Kasheekee ran throughout the summer, with a focus on connecting children to their cultural roots through such activities as crafts, conversation, and storytelling with Somali Bantu elders, weekly visits to Liberation Farms to plant and harvest vegetables, and Arabic study in order to be able to read the Quran.
Each day, the program served children between the ages of 4 and 14, and the Lewiston School Department provided healthy breakfasts and lunches for program participants. Children went on field trips to Range Pond, the Dew Animal Kingdom, the Maine Wildlife Park, and the Norway Farmer’s Market.
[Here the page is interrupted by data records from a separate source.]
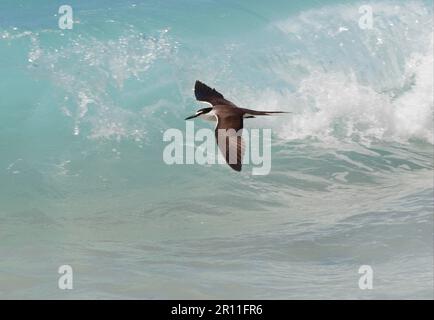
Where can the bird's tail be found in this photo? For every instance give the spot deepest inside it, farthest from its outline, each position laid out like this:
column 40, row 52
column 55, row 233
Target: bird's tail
column 262, row 113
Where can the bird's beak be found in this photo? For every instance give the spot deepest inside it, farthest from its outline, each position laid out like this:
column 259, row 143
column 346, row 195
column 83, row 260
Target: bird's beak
column 191, row 117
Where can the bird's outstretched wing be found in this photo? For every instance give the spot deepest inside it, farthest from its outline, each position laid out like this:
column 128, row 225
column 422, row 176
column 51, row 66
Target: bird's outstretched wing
column 228, row 136
column 205, row 93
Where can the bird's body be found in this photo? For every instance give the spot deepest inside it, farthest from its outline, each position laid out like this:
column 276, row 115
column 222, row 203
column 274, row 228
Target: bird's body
column 228, row 116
Hassan arrived in Maine in 2006 at age 10, where her experience was tarnished by name calling from other children. “I recall being called a ‘towel head’ on a weekly basis, and told to go back to my country,” Hassan recalled. Now the mother of two young children, with experience as a children’s mental health case manager, she is aware of the power and importance of cultural identity, and is passionate about “providing children with a safe environment for learning and a deep sense of belonging.”
Many clients within the Somali Bantu Community do not seek counseling when they need it, she said, both because of the associated stigma and because of the lack of representation among practitioners. A general belief is that if someone needs therapy, they must be seriously mentally ill. Community members often characterize people with mental health problems as “insane.”
“There is a stigma against people who seek counseling, so I decided to hold meetings to educate my clients and their parents,” she said. “In these meetings, I invite interpreters to translate for the parents.”
But the stigma is strong and even the interpretation can be problematic if the interpreter believes the stigma is accurate. “Interpreters often describe clients as insane when decoding. Parents refrain from outpatient counseling, so the child doesn’t get labeled ‘crazy,’ ” Hassan said.
And adults who agree to enter therapy themselves don’t necessarily benefit if they won’t do the work required for healing. She said, “I have multiple clients discharged by practitioners due to lack of engagement.”
Hassan believes education can make a difference, so she is beginning a master’s degree program in counseling at the University of Southern Maine this September. She is excited about giving back to her community through her work, which she finds deeply fulfilling. She believes that bridging generational gaps in cultural behaviors to help children make healthy choices is one way to consistently meet their needs.